On April 1 the voters of Montgomery, Vermont, rejected two different attempts to derail a long-planned municipal wastewater system. The town of 1,200 has 936 registered voters and 453 or 48.4% of them cast ballots this week on two proposed articles.
The first article, rejected 234 to 217, would have repealed a portion of a 1% local option tax that town voters had previously passed, dedicating those funds to be used to pay back loans and construction costs the town incurred in building a municipal wastewater system.
The second article, rejected 245 to 208, called for allowing some village property owners to opt out of joining the municipal wastewater system.
This vote is significant locally for several reasons.
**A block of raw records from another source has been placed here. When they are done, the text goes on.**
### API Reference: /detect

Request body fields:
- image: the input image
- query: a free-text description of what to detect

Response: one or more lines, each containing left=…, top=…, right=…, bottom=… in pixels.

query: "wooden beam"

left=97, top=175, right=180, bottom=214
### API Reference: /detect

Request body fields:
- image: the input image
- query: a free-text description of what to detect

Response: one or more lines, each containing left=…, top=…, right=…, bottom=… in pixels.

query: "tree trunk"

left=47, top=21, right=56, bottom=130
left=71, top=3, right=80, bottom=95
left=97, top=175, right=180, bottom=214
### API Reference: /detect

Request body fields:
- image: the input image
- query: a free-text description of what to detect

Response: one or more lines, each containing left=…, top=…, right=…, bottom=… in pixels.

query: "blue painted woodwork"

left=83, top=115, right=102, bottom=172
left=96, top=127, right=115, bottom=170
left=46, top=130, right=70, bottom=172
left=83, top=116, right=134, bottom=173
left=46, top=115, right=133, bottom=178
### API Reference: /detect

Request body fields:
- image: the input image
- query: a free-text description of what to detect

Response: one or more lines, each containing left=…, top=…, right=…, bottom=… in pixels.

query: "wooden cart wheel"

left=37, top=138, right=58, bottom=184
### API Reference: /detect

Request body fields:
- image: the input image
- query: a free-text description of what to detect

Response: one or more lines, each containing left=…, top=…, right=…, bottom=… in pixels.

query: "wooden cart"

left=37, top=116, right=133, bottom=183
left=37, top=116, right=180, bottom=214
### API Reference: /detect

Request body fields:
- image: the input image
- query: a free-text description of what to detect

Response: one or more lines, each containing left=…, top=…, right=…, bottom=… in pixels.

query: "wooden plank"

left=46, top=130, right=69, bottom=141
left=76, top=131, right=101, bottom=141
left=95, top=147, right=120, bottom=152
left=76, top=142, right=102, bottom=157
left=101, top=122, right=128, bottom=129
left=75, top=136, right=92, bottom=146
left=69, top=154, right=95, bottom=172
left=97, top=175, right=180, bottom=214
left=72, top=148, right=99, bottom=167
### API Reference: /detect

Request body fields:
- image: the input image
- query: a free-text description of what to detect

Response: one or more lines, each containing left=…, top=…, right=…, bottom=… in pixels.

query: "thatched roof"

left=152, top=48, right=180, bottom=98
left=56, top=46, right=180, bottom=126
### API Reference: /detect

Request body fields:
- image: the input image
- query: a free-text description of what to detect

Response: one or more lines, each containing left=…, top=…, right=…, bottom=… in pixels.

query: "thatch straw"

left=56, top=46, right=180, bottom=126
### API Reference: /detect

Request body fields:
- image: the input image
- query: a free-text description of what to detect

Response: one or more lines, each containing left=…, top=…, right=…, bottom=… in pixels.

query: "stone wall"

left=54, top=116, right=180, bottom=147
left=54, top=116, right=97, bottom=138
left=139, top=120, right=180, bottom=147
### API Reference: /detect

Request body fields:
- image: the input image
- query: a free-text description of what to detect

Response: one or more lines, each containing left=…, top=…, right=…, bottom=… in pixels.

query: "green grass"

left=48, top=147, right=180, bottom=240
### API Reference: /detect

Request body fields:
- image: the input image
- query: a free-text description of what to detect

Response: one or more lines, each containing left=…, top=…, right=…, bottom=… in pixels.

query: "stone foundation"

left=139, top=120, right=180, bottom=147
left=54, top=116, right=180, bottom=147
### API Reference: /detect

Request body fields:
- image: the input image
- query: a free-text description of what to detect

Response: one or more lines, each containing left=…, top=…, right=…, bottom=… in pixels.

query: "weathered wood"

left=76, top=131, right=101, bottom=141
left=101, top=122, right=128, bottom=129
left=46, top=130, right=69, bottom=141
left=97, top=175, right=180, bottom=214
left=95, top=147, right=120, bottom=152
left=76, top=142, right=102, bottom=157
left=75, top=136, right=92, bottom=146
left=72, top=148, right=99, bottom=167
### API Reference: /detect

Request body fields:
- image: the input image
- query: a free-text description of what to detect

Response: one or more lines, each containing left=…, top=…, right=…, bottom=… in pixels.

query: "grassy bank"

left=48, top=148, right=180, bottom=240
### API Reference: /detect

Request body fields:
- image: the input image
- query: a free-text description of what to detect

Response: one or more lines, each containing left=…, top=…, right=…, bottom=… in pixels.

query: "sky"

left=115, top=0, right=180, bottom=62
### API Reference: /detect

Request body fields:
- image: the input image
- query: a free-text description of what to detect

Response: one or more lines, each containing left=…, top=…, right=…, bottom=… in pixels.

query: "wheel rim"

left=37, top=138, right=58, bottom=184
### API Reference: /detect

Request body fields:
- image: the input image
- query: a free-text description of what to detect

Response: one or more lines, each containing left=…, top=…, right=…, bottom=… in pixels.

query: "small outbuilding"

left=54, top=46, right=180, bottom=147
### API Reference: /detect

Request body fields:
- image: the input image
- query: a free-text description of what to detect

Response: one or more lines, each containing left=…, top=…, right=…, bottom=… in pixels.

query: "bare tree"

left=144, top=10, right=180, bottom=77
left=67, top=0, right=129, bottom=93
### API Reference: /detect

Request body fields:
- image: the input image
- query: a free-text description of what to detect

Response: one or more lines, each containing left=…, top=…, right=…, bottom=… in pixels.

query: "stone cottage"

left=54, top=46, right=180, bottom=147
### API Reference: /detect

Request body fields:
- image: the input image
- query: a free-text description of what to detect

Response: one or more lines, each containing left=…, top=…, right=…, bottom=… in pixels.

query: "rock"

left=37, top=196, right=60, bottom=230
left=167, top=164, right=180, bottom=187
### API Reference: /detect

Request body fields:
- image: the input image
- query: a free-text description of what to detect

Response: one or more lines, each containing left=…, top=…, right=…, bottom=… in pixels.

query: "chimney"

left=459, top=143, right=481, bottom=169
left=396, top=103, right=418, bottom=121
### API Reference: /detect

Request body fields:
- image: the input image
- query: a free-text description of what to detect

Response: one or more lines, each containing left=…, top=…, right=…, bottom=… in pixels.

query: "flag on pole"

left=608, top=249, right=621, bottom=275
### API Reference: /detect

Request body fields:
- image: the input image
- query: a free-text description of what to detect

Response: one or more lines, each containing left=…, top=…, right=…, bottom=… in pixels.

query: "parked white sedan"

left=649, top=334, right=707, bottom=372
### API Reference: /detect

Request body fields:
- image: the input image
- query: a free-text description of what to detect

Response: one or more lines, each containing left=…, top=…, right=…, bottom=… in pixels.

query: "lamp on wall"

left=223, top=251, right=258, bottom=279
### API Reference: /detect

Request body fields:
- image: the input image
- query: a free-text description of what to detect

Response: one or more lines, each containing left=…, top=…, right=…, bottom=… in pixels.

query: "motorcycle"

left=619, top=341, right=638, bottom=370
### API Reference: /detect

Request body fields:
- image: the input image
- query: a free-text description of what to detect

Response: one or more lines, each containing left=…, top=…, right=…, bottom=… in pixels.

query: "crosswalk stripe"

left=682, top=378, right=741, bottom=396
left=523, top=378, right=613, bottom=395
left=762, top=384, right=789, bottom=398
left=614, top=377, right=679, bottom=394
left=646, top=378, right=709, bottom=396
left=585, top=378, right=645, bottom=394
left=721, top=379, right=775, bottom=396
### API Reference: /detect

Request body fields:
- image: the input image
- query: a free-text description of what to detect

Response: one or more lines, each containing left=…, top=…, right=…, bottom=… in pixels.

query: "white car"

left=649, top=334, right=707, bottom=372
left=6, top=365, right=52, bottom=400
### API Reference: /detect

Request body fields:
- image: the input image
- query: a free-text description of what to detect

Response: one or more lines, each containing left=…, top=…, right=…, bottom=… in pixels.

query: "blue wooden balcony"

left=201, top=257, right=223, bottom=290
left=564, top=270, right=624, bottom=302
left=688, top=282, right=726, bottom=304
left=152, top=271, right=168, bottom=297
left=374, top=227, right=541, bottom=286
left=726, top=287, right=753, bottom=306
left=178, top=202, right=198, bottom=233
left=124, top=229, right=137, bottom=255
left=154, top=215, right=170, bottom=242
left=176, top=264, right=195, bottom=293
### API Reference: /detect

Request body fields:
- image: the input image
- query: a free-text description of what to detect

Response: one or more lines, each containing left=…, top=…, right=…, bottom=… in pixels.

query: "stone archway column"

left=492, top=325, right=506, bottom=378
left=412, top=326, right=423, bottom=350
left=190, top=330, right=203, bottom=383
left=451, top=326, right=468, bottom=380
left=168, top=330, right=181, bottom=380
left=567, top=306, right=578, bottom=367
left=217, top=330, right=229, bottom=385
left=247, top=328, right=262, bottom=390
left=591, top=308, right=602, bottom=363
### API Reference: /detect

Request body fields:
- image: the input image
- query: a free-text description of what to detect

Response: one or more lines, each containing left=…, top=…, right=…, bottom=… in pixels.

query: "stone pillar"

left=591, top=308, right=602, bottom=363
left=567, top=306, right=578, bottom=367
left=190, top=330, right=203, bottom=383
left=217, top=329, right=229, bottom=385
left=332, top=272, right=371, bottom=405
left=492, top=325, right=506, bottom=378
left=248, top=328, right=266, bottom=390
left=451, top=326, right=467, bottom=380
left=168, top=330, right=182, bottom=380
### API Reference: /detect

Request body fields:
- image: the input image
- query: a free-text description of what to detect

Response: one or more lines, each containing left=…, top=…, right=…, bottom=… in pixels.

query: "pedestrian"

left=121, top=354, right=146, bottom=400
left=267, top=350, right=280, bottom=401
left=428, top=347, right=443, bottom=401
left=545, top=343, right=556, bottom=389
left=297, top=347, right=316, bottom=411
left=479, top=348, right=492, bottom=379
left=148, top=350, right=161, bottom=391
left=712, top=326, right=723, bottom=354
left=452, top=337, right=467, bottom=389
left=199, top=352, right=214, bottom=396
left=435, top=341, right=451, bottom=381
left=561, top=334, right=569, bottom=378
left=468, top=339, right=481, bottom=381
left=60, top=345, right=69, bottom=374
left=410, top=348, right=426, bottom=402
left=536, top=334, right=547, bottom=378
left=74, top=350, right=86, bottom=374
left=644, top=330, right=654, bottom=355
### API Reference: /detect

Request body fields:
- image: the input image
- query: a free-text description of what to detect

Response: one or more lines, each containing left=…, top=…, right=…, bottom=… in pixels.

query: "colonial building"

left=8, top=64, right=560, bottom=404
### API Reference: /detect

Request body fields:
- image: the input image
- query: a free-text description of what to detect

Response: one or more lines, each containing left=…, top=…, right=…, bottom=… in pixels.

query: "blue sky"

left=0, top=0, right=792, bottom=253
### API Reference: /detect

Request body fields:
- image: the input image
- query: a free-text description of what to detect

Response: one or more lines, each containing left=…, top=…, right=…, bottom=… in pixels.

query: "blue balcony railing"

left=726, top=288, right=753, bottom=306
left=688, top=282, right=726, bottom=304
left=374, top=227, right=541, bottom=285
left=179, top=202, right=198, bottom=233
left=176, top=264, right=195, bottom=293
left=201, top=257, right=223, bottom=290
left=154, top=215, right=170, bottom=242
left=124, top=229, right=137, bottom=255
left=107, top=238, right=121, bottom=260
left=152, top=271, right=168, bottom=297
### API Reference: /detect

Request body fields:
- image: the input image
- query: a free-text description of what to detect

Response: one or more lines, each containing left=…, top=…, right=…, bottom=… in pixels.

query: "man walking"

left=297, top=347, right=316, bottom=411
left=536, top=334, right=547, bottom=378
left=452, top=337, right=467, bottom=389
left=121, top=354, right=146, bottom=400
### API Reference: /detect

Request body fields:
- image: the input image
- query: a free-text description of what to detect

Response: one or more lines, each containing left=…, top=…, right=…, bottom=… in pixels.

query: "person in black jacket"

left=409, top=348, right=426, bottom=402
The Montgomery system, like Waitsfield’s pending municipal wastewater system, has been many years in the making. Both systems rely heavily on federal and state grants and loans.
Both towns need these systems to protect river corridors and public health. Both need them to facilitate commercial growth and housing. Both towns and both infrastructure systems faced pushback about growth run rampant and some people expressed concerns about what type of people might join their community if more housing became available.
Here is the irony. Both projects are in line for funding, some of which comes from the state and represents federal ARPA funding which must be used or lost (by the state) or it will be clawed back. The state, rightfully, wants to ensure that all the federal funds allocated to Vermont gets used on projectS it prioritizes – including municipal infrastructure.
Had Montgomery voters passed this week’s articles the town would have forfeited its state Clean Water State Revolving Fund award and Waitsfield would likely have benefitted from those funds being reallocated to the next most shovel-ready project.
That would have been great for our local project, but not great for Montgomery which needs municipal wastewater as much as we do for all the same reasons. This week’s vote in Montgomery also affirms the state’s commitment to providing funding for small town infrastructure and it is a vote for common sense and against NIMBY-ism and fearmongering.